Czym dziś powinna być reprywatyzacja
Dogodny moment na rozliczenie się z przeszłością zaprzepaszczony został w pierwszej połowie lat 90. ubiegłego wieku, kiedy proces reprywatyzacji można było ukształtować tak, aby w krótkim czasie wyczerpać wszystkie roszczenia. Z biegiem czasu słusznie zaostrzył się apetyt byłych właścicieli, a zaniechanie ówczesnego ustawodawcy doprowadziło do wykształcenia się „małej reprywatyzacji". Tyczy się ona jednak tylko tej części nacjonalizacji, której dokonano z rażącym naruszeniem ówczesnego prawa. Nie należy jej mylić z reprywatyzacją sensu stricto, która powinna być rozumiana jako odwrócenie skutków nacjonalizacji w oparciu o nadane ustawowo uprawnienia.
Należy jednak zauważyć, że mała reprywatyzacja również jest wyrazem woli ustawodawcy, skoro możliwość dochodzenia roszczeń w tym trybie przez wiele lat jest aprobowana. Brak obecnie podstaw do tego, aby ustawa reprywatyzacyjna mogła odbierać wcześniej nadane uprawnienia do możliwości dochodzenia swych praw w drodze małej reprywatyzacji. Doprowadziłoby to do kolejnej nacjonalizacji, tym razem roszczeń, których realizacja nie została rozpoczęta przed określoną datą. Tyczy się to także ewentualnego ograniczenia, bądź wykluczenia małej reprywatyzacji poprzez nowelizację k.p.a. zmierzającą do ograniczenia w czasie możliwości żądania stwierdzenia nieważności decyzji administracyjnych wydanych z rażącym naruszeniem prawa.
Dla byłego właściciela najważniejszy jest skutek w postaci odzyskania utraconej przed laty nieruchomości, a obojętne pozostaje w jakim to nastąpi trybie. Tak też należy postrzegać małą reprywatyzację – jako sumę uprawnień zmierzających do restytucji prawa własności, bądź uzyskania odszkodowania. Wspomniana nowelizacja k.p.a. spowodowałaby wycięcie podstawowego ogniwa z tego łańcuszka uprawnień, co de facto oznaczałoby odjęcie praw majątkowych (roszczeń) przysługujących byłym właścicielom.
Podzielność reprywatyzacji
Reprywatyzacja to nie tylko problem gruntów warszawskich i reformy rolnej.

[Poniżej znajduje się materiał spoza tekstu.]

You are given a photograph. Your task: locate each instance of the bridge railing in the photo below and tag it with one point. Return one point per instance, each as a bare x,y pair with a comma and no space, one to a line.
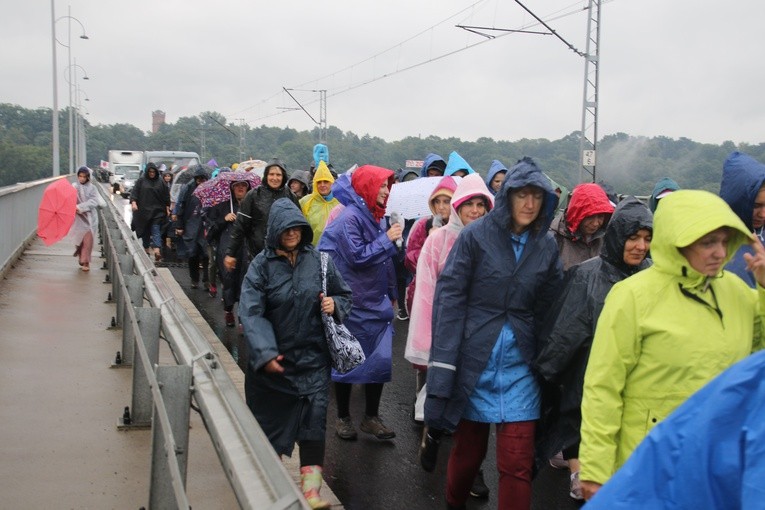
162,395
257,476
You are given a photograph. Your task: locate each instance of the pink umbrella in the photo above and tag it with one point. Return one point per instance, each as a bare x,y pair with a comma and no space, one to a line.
218,190
56,213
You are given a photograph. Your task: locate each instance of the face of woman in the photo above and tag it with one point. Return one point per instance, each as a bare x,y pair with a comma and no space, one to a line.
592,224
324,187
441,206
497,180
471,210
707,254
382,195
526,203
290,238
274,177
636,247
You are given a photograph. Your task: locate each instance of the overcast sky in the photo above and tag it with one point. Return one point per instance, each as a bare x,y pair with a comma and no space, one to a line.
685,68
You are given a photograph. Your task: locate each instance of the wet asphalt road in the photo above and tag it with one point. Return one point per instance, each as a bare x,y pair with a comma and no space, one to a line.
368,474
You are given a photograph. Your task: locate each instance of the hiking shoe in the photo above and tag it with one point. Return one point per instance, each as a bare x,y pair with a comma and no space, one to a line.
374,425
345,429
558,462
429,451
575,490
479,489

To także czternaście innych aktów prawnych na podstawie których dokonano nacjonalizacji. Brak jest podstaw do tego, aby twierdzić, że reprywatyzację można traktować jedynie całościowo. Mnogość źródeł nacjonalizacji podzieliła dotkniętych nią obywateli na różne grupy, sytuując ich w odmiennych stanach prawnych. W związku z tym wydaje się, że brak jest podstaw, aby twierdzić, że etapowanie reprywatyzacji poprzez uchwalanie kolejnych ustaw w stosunku do poszczególnych rodzajów nacjonalizacji spowoduje naruszenie równości obywateli wobec prawa.
Finansowanie
Nie jest tak, że uchwalenie ustawy pozwoli ograniczyć koszty ponoszone obecnie w związku z małą reprywatyzacją. Wręcz przeciwnie. Przecież ustawa powinna mieć na celu rozliczenie z tą grupą byłych właścicieli (ich spadkobierców), którzy nie mogą skorzystać z małej reprywatyzacji. Spowoduje to powstanie nowej kategorii uprawnionych podmiotów, co naturalnie musi za sobą pociągnąć wzrost wydatków. Nie można jednak w nieskończoność zasłaniać się kondycją finansową Państwa. Po pierwsze należy umiejętnie rozłożyć proces reprywatyzacji na oś czasu. Po drugie koszty jej finansowania rozłożyć tak, aby obciążonym był nie tylko Skarb Państwa, ale także jednostki samorządu terytorialnego, o ile są lub były jej „rzeczywistymi beneficjentami". Po trzecie wykreować źródła jej finansowania. Przykład PHN pokazuje, że spółka Skarbu Państwa jest w stanie wygenerować z nieruchomości dodatkową wartość, czemu by tego nie przenieść np. na grunt warszawski?